Snapperdog was going to lead him right to us. Now that the bear was a man, I had more confidence I could handle him with the razor, no Gramatica Curse needed. But putting up a fight meant Pow would be in danger, and that I did not dare. I hated like fike to leave that map, but I had no choice. So as quietly as I could, I crept through the brush to the trail. Once out of the trees, I slung the cradleboard over my shoulder and lumbered through the muck. I knew I was leaving a trail as obvious as the moon in the sky, but I couldn’t help that. I hoped very hard that Sieur Caballo had not already encountered the bear.

But Sieur Caballo was exactly where I had left him, head drooped in a snooze. I was frantically strapping the cradleboard to the saddle when Snapperdog burst out of the woods with a dead rabbit in his jaws. I wrestled the rabbit out of his mouth, flung him over the front of the saddle, mounted up, and then rode like fike back to the safety of the post, Pow on my back howling the whole way.

FOUR
Insomnia. Bad Dreams. Poppy.

I
F
B
UCK HAD
had her way, I’d be living in the Commanding Officer’s Quarters with her. But as a second lieutenant, I was entitled to my own quarters. With Poppy, for once, taking my side, Buck had agreed to let me live in the Unmarried Officers’ Quarters, or UOQ for short. My room there wasn’t luxurious, but after Crackpot’s moldering grandeur and the Barracks’ cells, it seemed wonderful to me. It was all mine. I didn’t have to worry about nosy denizens, or nosy fathers, or nosy mothers, or nosy sisters, or nosy roommates, or nosy proctors.

Never had I been more grateful for this privacy than when I got back to the UOQ still upset by the events at the Grotto. Upon our return to the COQ, a pot of blueberry mush had put an end to Pow’s howls; I had put him to bed and awaited Buck’s return. But once home, I couldn’t stop shaking. I had faced a lot of fearful dangers in my time—a kakodæmon, Buck in a bad mood, oblivion, Axacaya’s Quetzal guards, having to recite the Califa Declaration of Sovereignty in front of all of Sanctuary School—but somehow none of those dangers had engendered quite the same visceral reaction that the wer-bear had.

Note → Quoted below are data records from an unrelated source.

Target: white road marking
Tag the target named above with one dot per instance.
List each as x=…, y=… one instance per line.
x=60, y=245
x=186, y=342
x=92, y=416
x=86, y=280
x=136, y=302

No, it wasn’t the wer-bear himself—it was the knowledge that I had almost gotten Pow eaten. Chubby little Pow with his double chins and pea-green eyes. His tongue might hang out in a wormy fashion sometimes and his screeches could cut glass, but I did not want him to be eaten by a bear, wer or not.

Added to this fright was the awful fact that I had lost the map before I’d even had a good look at it. The Working had been a success, and yet I was still clueless, with no idea where Tiny Doom was. I didn’t dare try the Working again. The Current was already falling, and without the noise of the Pirates’ Parade revelers, anything magickal I did would stick out like a sore thumb.

There was one recourse: Somehow I had to find that wer-bear and get the map back. Fast.